Don't be afraid to experiment. You can experiment by adding grains, seeds and other flours to your mix. Start by substituting half the flour called for in your recipe and adding it to the wheat flour.
Use time saving devices if you need to. I use a food processor to mix the dough initially and I find this saves me an enormous amount of time. The bread dough also requires a little less kneading.
Don't skimp on kneading. Ten minutes is usually long enough to knead the dough. You'll know when it's ready when you press your thumb into the dough and the indent made with your thumb disappears readily. Another way to test it is break off a small piece of dough and gently stretch it - it should stretch and not break. Well kneaded dough should feel smooth and elastic to touch, and not sticky.

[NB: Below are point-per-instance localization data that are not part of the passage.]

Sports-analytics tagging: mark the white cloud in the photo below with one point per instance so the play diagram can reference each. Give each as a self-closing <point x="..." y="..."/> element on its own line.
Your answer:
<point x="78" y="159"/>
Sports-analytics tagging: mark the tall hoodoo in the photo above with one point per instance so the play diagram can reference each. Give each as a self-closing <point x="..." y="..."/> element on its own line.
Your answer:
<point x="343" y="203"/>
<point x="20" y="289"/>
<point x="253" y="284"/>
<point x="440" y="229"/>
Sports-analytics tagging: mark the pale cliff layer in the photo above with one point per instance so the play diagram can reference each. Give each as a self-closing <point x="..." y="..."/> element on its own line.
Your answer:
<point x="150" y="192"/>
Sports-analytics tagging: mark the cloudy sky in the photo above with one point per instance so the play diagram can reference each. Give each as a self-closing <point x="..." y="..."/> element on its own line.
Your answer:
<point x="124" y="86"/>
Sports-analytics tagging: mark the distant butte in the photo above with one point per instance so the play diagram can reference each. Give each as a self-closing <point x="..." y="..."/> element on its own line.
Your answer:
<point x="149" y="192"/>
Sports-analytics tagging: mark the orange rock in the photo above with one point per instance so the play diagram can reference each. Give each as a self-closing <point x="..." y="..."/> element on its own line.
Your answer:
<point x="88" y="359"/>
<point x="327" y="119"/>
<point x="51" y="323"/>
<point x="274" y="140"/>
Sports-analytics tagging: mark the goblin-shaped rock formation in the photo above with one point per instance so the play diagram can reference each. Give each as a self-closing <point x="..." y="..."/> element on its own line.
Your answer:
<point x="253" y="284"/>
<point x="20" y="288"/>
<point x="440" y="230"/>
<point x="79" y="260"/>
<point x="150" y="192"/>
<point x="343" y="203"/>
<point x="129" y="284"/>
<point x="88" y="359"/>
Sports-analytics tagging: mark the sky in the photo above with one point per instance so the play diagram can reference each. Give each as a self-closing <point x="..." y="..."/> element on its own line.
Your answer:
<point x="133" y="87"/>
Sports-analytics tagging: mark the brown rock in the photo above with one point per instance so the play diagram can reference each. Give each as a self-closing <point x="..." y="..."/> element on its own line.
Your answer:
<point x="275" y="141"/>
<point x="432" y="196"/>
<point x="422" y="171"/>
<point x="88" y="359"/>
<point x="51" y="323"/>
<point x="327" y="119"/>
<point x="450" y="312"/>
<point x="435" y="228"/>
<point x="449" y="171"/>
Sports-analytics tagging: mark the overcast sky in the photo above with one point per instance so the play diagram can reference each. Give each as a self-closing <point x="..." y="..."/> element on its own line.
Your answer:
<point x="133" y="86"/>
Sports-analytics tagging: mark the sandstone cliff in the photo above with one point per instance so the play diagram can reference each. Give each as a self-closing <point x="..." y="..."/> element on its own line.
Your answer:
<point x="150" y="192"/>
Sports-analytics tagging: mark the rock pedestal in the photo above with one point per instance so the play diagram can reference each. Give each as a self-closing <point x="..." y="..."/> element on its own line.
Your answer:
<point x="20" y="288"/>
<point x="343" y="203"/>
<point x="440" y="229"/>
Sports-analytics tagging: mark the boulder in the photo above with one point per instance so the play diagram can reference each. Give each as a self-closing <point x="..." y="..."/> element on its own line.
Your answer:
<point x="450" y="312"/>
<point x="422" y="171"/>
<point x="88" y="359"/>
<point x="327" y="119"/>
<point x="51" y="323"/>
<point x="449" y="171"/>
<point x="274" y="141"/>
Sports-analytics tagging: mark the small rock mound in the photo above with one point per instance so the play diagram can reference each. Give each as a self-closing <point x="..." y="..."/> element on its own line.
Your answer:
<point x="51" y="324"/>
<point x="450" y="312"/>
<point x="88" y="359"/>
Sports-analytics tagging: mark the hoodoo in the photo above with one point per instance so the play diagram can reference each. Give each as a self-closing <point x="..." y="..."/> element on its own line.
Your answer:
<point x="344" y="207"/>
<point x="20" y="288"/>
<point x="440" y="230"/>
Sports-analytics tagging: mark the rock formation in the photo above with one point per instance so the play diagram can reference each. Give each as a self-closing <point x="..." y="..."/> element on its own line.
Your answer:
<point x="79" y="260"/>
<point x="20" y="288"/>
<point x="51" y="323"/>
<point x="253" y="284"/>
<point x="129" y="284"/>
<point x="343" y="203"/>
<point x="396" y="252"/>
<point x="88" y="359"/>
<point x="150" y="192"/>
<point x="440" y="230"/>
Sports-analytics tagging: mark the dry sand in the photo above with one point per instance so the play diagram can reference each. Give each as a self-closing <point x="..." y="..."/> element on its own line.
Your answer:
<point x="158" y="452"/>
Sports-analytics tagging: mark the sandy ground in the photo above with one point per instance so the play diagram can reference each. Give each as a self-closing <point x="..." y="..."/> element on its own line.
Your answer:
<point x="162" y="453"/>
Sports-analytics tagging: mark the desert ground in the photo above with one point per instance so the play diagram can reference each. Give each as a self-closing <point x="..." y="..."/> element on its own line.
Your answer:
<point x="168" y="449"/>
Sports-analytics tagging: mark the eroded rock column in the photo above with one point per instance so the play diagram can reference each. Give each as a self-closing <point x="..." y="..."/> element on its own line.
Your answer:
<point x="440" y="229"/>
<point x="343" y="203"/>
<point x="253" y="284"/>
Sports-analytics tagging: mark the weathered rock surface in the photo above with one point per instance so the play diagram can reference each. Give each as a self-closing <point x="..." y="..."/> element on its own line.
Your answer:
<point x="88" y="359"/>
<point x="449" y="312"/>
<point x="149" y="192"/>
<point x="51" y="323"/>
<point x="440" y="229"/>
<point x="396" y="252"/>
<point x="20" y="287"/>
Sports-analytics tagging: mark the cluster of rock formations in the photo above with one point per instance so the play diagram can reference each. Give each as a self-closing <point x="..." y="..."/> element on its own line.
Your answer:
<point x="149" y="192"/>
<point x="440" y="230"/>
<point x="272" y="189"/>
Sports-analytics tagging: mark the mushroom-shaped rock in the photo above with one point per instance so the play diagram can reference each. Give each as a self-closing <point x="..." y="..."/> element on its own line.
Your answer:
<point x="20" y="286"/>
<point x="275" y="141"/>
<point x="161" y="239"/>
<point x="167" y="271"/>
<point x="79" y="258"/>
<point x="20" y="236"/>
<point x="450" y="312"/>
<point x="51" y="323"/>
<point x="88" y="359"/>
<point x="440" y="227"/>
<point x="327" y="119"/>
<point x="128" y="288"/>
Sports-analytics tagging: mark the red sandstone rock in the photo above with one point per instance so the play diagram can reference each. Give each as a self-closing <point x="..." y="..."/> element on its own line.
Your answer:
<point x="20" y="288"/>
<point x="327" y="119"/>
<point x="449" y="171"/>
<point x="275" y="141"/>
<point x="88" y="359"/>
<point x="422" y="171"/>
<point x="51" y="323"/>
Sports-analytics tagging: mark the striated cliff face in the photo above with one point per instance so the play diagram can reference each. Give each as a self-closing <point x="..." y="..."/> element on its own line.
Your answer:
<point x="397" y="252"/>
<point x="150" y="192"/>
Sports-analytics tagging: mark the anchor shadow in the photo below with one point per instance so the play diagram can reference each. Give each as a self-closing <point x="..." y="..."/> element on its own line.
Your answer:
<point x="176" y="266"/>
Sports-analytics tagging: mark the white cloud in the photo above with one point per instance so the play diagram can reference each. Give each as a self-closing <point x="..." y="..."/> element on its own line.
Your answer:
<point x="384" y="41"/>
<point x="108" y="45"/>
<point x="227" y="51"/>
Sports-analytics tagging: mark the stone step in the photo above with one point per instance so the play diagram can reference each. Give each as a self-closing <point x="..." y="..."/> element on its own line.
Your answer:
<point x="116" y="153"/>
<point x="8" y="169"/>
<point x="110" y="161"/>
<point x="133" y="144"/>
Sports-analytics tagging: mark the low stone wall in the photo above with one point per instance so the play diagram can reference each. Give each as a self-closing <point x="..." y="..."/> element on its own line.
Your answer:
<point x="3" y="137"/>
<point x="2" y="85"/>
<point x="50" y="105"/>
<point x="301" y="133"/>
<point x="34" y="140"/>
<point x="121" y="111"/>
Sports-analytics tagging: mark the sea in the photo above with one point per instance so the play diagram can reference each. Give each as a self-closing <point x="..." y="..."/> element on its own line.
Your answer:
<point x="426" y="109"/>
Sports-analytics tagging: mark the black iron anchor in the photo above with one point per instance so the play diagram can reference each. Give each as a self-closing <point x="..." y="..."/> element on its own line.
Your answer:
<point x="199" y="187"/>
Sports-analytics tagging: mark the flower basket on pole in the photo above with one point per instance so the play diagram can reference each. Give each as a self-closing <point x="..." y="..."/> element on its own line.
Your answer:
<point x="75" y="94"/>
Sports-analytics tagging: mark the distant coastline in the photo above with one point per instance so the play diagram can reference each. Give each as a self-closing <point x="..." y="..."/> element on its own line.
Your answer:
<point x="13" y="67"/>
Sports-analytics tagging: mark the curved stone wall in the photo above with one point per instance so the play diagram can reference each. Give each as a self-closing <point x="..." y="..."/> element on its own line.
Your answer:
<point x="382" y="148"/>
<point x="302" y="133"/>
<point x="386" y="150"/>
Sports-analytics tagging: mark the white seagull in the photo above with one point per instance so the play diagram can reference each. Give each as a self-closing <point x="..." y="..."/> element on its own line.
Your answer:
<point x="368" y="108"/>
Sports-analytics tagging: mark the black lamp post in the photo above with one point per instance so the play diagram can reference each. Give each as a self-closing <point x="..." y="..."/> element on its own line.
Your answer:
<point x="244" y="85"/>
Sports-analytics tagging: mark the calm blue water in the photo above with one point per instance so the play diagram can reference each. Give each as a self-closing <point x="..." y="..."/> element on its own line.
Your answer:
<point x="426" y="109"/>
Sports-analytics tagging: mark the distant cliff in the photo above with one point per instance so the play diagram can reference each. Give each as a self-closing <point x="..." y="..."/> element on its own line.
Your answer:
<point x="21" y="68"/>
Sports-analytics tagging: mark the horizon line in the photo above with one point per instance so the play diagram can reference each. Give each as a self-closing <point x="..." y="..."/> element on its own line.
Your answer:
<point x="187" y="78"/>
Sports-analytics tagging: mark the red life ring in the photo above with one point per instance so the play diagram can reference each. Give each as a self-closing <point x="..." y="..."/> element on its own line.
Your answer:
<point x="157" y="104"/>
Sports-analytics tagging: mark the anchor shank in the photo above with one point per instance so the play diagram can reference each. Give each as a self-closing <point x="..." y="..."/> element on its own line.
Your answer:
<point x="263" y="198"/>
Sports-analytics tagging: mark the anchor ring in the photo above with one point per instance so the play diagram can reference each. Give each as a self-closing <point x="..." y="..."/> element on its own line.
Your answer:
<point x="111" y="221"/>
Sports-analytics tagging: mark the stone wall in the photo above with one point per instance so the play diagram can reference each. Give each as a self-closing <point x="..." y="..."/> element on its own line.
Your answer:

How to knead bread dough. Tip dough onto a lightly floured surface. Fold the dough toward yourself and then push down onto the dough, away from yourself with the heel of your hand. Give the dough a quarter turn and continue in this manner until it's sufficiently kneaded.
Buy or borrow some really good breadmaking books. They'll contain many recipes and lots of tips for how to improve your breadmaking methods including how to incorporate other ingredients and how to obtain softer crusts or crustier bread. Many will also contain specialty international breads, croissants, bagels and other yeast cooking. I've borrowed a number of good breadmaking books from my local library.